Department of Urology Tokyo Women's Medical University Tokyo Japan.
IJU Case Rep. 2024 Oct 13;8(1):32-35. doi: 10.1002/iju5.12800. eCollection 2025 Jan.
The management of urinary tract stones, particularly kidney allograft stones, presents unique challenges for kidney transplant recipients because of their prevalence and specific clinical considerations. Here, we describe a case in which percutaneous nephrolithotomy was successfully used to fragment a large kidney allograft stone ≥20 mm in size.
A 57-year-old woman who underwent ureteroureterostomy post simultaneous pancreas-kidney transplantation presented with gross hematuria after 15 years. Computed tomography revealed a 23-mm stone in the transplanted kidney. Initial attempts at endoscopic combined intrarenal surgery were changed to percutaneous nephrolithotomy because of poor ureter mobility and tortuosity.
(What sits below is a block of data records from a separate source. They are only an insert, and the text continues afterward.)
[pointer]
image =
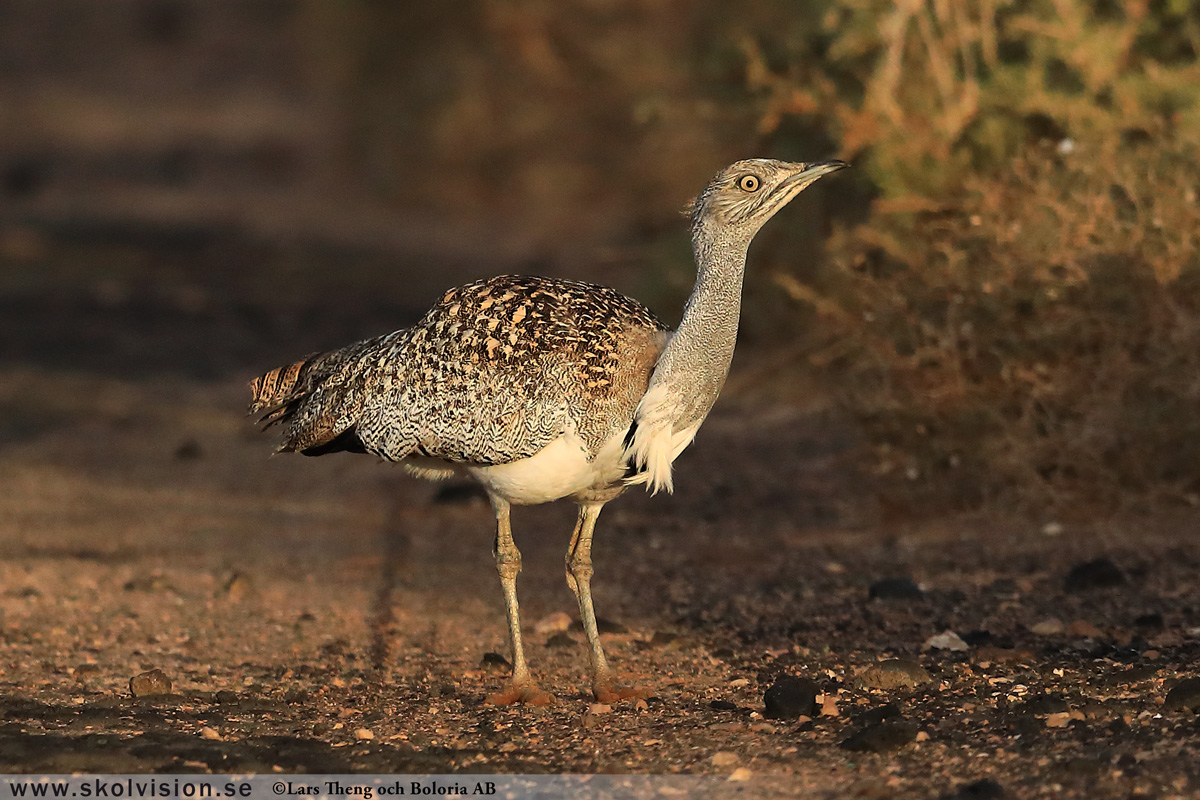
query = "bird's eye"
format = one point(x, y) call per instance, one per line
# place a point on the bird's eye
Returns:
point(749, 184)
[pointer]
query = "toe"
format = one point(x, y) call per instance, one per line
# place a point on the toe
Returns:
point(525, 693)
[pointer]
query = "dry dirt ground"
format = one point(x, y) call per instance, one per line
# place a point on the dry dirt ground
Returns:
point(331, 615)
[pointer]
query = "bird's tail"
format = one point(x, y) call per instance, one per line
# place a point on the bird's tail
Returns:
point(277, 394)
point(315, 398)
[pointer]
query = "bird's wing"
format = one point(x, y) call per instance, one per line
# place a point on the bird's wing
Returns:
point(499, 368)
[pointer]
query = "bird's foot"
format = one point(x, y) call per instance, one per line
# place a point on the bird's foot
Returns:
point(526, 692)
point(609, 692)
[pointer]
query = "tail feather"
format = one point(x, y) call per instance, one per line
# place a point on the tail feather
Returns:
point(277, 395)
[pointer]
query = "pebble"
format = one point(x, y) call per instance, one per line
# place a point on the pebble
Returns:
point(1049, 627)
point(947, 641)
point(1185, 695)
point(790, 697)
point(148, 684)
point(881, 737)
point(555, 623)
point(895, 589)
point(1097, 573)
point(893, 673)
point(495, 661)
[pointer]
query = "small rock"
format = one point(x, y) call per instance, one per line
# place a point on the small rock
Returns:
point(555, 623)
point(1185, 695)
point(893, 673)
point(881, 738)
point(1049, 627)
point(895, 589)
point(947, 641)
point(663, 638)
point(1098, 573)
point(790, 697)
point(1084, 630)
point(149, 684)
point(492, 660)
point(879, 714)
point(238, 587)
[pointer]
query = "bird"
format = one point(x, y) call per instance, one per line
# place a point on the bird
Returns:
point(543, 389)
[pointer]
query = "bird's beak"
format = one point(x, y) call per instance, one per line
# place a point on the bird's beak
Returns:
point(809, 173)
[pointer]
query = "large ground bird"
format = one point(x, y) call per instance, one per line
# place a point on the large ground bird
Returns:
point(544, 389)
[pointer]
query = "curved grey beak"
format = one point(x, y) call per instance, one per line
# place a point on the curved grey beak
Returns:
point(819, 168)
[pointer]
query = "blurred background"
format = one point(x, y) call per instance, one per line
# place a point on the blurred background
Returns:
point(1001, 302)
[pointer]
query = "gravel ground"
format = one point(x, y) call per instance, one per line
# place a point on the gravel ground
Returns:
point(173, 600)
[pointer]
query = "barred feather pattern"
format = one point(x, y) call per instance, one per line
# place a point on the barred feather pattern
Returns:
point(491, 374)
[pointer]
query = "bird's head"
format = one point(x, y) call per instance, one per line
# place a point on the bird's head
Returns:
point(748, 193)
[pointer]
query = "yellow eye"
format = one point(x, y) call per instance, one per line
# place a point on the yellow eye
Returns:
point(749, 184)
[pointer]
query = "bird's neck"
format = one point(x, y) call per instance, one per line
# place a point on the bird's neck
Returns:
point(697, 358)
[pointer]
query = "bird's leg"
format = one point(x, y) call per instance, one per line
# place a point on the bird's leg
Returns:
point(508, 563)
point(579, 578)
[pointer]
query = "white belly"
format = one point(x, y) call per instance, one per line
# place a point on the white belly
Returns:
point(561, 469)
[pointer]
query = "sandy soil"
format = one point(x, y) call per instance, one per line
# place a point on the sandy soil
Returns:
point(334, 615)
Stone fragmentation was achieved using pneumatic and ultrasonic lithotripsy. A second procedure using Swiss LithoClast Trilogy enabled complete stone clearance and ureteral stent placement.
By understanding the peculiarities of the percutaneous approach, we demonstrated the safe and effective use of a pneumatic and ultrasonic lithotripter for kidney allograft stone fragmentation.
尿路结石的治疗,尤其是肾移植结石,因其患病率和特殊的临床考虑因素,给肾移植受者带来了独特的挑战。在此,我们描述一例成功采用经皮肾镜取石术粉碎一枚直径≥20毫米的巨大肾移植结石的病例。
一名57岁女性,在接受胰肾联合移植术后行输尿管输尿管吻合术,15年后出现肉眼血尿。计算机断层扫描显示移植肾中有一枚23毫米的结石。由于输尿管活动度差且迂曲,最初的内镜联合肾内手术尝试改为经皮肾镜取石术。使用气动和超声碎石术实现了结石粉碎。第二次手术使用瑞士LithoClast Trilogy设备实现了结石完全清除并放置了输尿管支架。
通过了解经皮治疗方法的特点,我们证明了气动和超声碎石器在肾移植结石粉碎中的安全有效应用。